Figure 6. Pontin and reptin interact with TERT in S phase

(A) Flow cytometry analysis of DNA content in HeLa-Flag-reptin^+shRNA cells released from double thymidine blockade over a ten hour time course. Cells were released from the second block and harvested at two hour intervals, and a portion of cells were fixed and stained with propidium iodide to monitor synchrony. The zero hour time point corresponds to unreleased cells. (B) Co-immunoprecipitation of reptin with TERT and dyskerin over a ten hour timecourse. The association of reptin with pontin and dyskerin is constant across the cell cycle, whereas associated TERT peaks in S phase. Band intensities were quantified and displayed as fold change in the accompanying graph. Western blot for PCNA was used as an independent marker of S phase. (C) Flow cytometry analysis of DNA content in HeLa-Flag-reptin^+shRNA cells synchronized using double thymidine blockade as in 6A, except cells were harvested at four hour intervals over a 24 hour time course. (D) Co-immunoprecipitation of reptin with pontin, dyskerin, and TERT though a 24 hour timecourse following synchronization shown in 6C. Band intensities were analyzed as in 6B. Note that the amount of TERT in the reptin complex increases during the second S phase with kinetics similar to PCNA.

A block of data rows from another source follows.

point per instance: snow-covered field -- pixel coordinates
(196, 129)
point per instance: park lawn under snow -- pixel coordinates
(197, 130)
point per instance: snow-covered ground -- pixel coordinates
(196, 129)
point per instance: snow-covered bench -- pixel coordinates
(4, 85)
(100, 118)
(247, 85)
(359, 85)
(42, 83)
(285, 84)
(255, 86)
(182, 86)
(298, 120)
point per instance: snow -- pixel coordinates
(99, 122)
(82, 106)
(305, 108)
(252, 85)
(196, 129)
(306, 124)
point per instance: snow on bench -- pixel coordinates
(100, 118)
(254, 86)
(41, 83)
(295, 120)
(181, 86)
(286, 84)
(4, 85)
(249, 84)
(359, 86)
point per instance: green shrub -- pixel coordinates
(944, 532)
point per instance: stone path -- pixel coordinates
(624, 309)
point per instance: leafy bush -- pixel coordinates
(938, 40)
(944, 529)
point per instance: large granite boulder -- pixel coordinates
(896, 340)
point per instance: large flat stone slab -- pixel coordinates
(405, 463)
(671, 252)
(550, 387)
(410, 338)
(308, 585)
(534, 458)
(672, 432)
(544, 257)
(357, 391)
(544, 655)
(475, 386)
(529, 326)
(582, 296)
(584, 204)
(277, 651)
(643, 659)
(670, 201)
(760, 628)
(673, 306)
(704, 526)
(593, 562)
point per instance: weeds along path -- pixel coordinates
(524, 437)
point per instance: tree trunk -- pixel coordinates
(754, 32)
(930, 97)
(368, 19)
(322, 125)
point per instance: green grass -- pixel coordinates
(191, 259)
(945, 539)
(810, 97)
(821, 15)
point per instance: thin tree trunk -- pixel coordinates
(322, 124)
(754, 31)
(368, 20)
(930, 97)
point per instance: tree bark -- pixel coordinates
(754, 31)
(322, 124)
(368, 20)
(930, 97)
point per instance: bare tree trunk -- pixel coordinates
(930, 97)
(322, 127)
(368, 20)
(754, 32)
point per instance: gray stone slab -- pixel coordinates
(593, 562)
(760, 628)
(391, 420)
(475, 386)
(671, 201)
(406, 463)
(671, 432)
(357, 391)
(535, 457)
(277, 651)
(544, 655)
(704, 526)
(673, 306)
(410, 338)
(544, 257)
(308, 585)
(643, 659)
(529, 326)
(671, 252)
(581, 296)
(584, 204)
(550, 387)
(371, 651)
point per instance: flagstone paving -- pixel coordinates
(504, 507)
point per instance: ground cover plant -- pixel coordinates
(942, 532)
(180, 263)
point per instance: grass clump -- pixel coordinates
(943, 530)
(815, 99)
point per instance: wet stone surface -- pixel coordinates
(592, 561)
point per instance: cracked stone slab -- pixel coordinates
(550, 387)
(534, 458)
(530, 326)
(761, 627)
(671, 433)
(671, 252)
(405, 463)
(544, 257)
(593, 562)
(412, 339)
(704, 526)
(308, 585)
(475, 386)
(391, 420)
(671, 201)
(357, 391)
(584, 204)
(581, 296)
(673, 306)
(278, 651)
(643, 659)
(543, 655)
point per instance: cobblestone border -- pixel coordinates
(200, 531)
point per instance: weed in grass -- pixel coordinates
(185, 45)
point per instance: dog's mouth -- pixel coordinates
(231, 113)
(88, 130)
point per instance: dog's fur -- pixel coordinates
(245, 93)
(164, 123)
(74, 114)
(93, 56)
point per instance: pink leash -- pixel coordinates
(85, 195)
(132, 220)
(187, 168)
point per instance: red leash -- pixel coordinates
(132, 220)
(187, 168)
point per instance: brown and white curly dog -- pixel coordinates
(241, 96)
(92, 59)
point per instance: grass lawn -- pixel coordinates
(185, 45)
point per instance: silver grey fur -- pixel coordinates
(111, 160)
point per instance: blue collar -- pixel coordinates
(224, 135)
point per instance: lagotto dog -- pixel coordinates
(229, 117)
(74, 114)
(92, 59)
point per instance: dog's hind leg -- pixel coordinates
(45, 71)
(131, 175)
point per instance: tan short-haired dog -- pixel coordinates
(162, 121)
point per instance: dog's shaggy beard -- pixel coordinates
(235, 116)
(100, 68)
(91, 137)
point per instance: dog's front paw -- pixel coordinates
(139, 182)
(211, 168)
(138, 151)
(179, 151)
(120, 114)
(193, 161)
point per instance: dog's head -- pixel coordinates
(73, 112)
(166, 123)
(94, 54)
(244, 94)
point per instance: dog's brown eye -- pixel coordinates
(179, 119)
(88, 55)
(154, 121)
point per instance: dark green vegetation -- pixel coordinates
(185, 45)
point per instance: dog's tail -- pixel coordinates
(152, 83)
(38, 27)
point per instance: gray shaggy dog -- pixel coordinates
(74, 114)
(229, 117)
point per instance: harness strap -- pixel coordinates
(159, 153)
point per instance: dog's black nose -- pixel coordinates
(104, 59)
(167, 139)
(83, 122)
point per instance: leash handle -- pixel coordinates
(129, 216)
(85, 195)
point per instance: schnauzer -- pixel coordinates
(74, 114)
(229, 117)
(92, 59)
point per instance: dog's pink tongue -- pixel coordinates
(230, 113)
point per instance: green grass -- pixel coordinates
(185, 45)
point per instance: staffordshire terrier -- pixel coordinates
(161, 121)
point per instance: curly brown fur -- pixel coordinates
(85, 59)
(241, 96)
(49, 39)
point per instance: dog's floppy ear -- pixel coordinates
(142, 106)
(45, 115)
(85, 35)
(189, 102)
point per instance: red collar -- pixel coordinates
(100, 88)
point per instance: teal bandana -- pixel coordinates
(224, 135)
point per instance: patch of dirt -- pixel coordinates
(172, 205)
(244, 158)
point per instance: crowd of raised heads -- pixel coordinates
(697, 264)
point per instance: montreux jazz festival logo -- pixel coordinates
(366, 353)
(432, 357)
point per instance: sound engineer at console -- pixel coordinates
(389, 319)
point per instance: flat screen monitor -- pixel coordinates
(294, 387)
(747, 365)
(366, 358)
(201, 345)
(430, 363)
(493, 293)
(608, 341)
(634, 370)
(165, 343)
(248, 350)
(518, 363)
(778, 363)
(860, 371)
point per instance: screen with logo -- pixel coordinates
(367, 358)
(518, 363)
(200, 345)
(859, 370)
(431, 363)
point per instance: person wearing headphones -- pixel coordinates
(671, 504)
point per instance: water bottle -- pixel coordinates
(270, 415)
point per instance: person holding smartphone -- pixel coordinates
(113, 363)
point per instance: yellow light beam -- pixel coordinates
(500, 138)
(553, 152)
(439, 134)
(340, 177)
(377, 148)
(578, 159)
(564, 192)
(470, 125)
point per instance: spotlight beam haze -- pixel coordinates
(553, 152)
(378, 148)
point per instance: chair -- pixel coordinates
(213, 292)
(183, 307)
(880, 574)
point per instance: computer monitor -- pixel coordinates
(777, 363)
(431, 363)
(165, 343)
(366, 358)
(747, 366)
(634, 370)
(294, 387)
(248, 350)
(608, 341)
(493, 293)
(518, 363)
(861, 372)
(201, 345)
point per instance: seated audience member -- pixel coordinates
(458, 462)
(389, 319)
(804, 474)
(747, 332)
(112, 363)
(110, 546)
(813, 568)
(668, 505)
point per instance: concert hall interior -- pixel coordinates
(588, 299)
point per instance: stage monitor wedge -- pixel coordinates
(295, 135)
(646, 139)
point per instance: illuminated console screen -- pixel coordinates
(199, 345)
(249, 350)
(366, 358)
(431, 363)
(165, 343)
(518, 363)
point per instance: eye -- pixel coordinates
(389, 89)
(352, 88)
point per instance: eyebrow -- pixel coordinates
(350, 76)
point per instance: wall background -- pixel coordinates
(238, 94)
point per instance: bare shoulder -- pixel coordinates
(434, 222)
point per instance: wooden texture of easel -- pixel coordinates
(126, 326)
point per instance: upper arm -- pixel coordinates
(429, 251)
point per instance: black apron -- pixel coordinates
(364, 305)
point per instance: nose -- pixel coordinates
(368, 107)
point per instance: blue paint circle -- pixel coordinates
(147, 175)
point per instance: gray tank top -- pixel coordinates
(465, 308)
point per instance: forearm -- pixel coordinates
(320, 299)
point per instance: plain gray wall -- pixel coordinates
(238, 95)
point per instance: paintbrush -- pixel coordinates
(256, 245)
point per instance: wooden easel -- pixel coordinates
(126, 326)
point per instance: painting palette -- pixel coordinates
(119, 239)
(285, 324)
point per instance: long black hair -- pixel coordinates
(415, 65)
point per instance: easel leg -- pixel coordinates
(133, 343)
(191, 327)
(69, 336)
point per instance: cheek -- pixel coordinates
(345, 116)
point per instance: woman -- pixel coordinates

Figure 7. TERT exists in multiple telomerase complexes

(A) Western blot analysis of whole cell lysates prepared from “replacement” cell lines for pontin, reptin, and dyskerin. Retrovirally introduced Flag-tagged pontin, reptin, or dyskerin accumulates to endogenous levels upon depletion of the respective endogenous proteins with shRNA. Note that Flag-pontin, -reptin, and -dyskerin coding sequences contain silent mutations rendering them insensitive to the shRNA vectors. (B) Whole cell lysates in 7A were depleted of the Flag-tagged protein using anti-Flag resin. Depletion was assessed by western blot with anti-Flag antibodies. (C) TRAP assay of extracts in 7B shows that immunoprecipitation of Flag-TERT and Flag-dyskerin, but not Flag-pontin or Flag-reptin, depletes telomerase activity. (D) TRAP assay on immunoprecipitates from 7C. Reptin co-immunoprecipates a small but reproducible amount of telomerase activity. (E) TERT associates similarly with pontin/reptin and dyskerin by immunoprecipitation-western blot. Isolated pontin and reptin complexes have low TRAP activity but substantial TERT protein (shown in 7D). (F) Model for telomerase assembly facilitated by pontin and reptin. Pontin and reptin are required for accumulation of a TERC- and dyskerin-containing RNP through steps which require ATPase function (bottom). Pontin and reptin also bind TERT (top) and may help to bring together or remodel a nascent TERT/TERC/dyskerin complex through a stepwise process. Other factors and/or ATP hydrolysis may convert the complex into the enzymatically active, TRAP-positive telomerase complex. At this point, pontin and reptin may dissociate from telomerase or remain associated with a telomerase complex that has low activity in vitro. See discussion for further details.